I.—Puisque nous voyons les bois et les bocages fleuris, et que les prés sont jaunes verts et vermeils, et puisque nous entendons le chant, le refrain et le tapage des oisillons, il convient bien que que je fabrique un chant nouveau en ce beau doux temps d'avril; et quoique les mots soient excellents, ils seront faciles à entendre pour tout le monde.
II.—Quoique je ne sache guère où déployer mon sens subtil, ferme et naturel, cependant je n'appelle pas mon savoir commun, quoiqu'encore il n'ait pas paru grand; car, comme si je trouvais écrits les beaux mots, je les accouple si bien qu'il ne me semble pas que jamais je trouve un poète semblable qui en chantant formât de meilleures paroles.
III.—Mais un gentil corps, noble et aimé—tel que jamais aussi beau ne se vit dans un miroir—pour lequel je pense, je frémis et je veille, m'a tellement plu en mon coeur que je ne m'embarrasse pas de servir d'autre objet que ma dame douce et bienveillante; c'est pourquoi, sans tromperie, je m'enracine en son amour, qui me maintient dans le désir.
IV.—Jamais homme ne fit de progrès en amour parfait comme j'en fais à propos de ma dame; et je m'affine à son service; car elle m'a pris avec un petit fil et je crois qu'en peu de temps je me dessècherai; mais je ne crains pas du tout ni les bavards ni leurs cris, tellement j'espère son loyal secours; et s'il lui plaît de me conseiller, je serai noblement orné de joie, parfaite.

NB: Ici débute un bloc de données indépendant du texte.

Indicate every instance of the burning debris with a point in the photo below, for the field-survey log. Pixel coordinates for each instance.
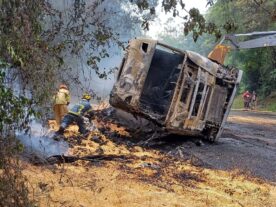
(40, 143)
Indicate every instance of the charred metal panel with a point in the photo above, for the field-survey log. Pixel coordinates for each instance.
(134, 71)
(160, 82)
(217, 104)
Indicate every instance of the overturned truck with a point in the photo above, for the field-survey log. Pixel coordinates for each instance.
(181, 91)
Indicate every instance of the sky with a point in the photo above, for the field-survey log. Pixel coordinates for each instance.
(160, 24)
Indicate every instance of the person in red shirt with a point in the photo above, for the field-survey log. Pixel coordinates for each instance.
(246, 99)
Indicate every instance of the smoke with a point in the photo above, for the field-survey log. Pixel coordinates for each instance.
(39, 142)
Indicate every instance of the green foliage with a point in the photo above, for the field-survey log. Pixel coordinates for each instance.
(15, 111)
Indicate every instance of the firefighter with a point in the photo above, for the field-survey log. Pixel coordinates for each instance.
(76, 115)
(61, 101)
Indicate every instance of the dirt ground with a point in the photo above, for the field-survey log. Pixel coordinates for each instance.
(239, 170)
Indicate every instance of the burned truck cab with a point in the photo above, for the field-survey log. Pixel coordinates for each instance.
(181, 91)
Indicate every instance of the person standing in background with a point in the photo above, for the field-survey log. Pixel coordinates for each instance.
(254, 101)
(246, 99)
(61, 101)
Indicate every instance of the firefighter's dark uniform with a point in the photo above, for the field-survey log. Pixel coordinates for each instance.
(75, 115)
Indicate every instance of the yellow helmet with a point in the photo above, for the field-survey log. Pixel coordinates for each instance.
(86, 96)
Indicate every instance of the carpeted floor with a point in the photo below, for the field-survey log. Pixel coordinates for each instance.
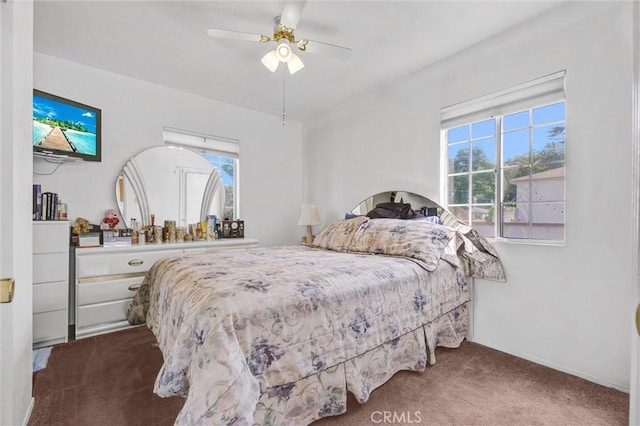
(108, 380)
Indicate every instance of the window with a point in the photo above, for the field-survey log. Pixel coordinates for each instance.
(222, 153)
(505, 158)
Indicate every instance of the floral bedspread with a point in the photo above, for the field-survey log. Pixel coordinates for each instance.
(235, 325)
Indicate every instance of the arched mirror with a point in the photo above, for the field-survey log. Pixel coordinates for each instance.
(418, 202)
(171, 182)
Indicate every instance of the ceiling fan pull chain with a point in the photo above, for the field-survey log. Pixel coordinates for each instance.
(284, 114)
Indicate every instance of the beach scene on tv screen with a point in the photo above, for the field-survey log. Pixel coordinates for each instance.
(63, 127)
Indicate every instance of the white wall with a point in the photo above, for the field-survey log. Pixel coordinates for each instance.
(134, 113)
(16, 56)
(569, 307)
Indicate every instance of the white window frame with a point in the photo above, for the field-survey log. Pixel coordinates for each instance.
(210, 144)
(533, 94)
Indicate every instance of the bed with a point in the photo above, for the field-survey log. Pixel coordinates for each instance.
(279, 335)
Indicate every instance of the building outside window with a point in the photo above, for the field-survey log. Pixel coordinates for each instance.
(505, 161)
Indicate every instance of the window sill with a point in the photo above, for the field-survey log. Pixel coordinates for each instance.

V.—Mon esprit est toujours là où elle est; cela ne m'étonne pas, car aussi loin que frappe le rayon du soleil il n'y en a pas d'autre qui possède autant de bonnes qualités accomplies; et il ne semble pas qu'aucune autre puisse l'égaler en beauté, même si les autres étaient au nombre de mille; aussi je prie ma dame qu'elle ne m'avilisse pas, si mon coeur veut plus qu'il n'aurait dû.
VI.—Pour ma dame je maigris et je me dessèche, quand je ne vois pas son gentil corps noblement formé; et je serais mort de froid jusqu'an moment où mon coeur se réveilla.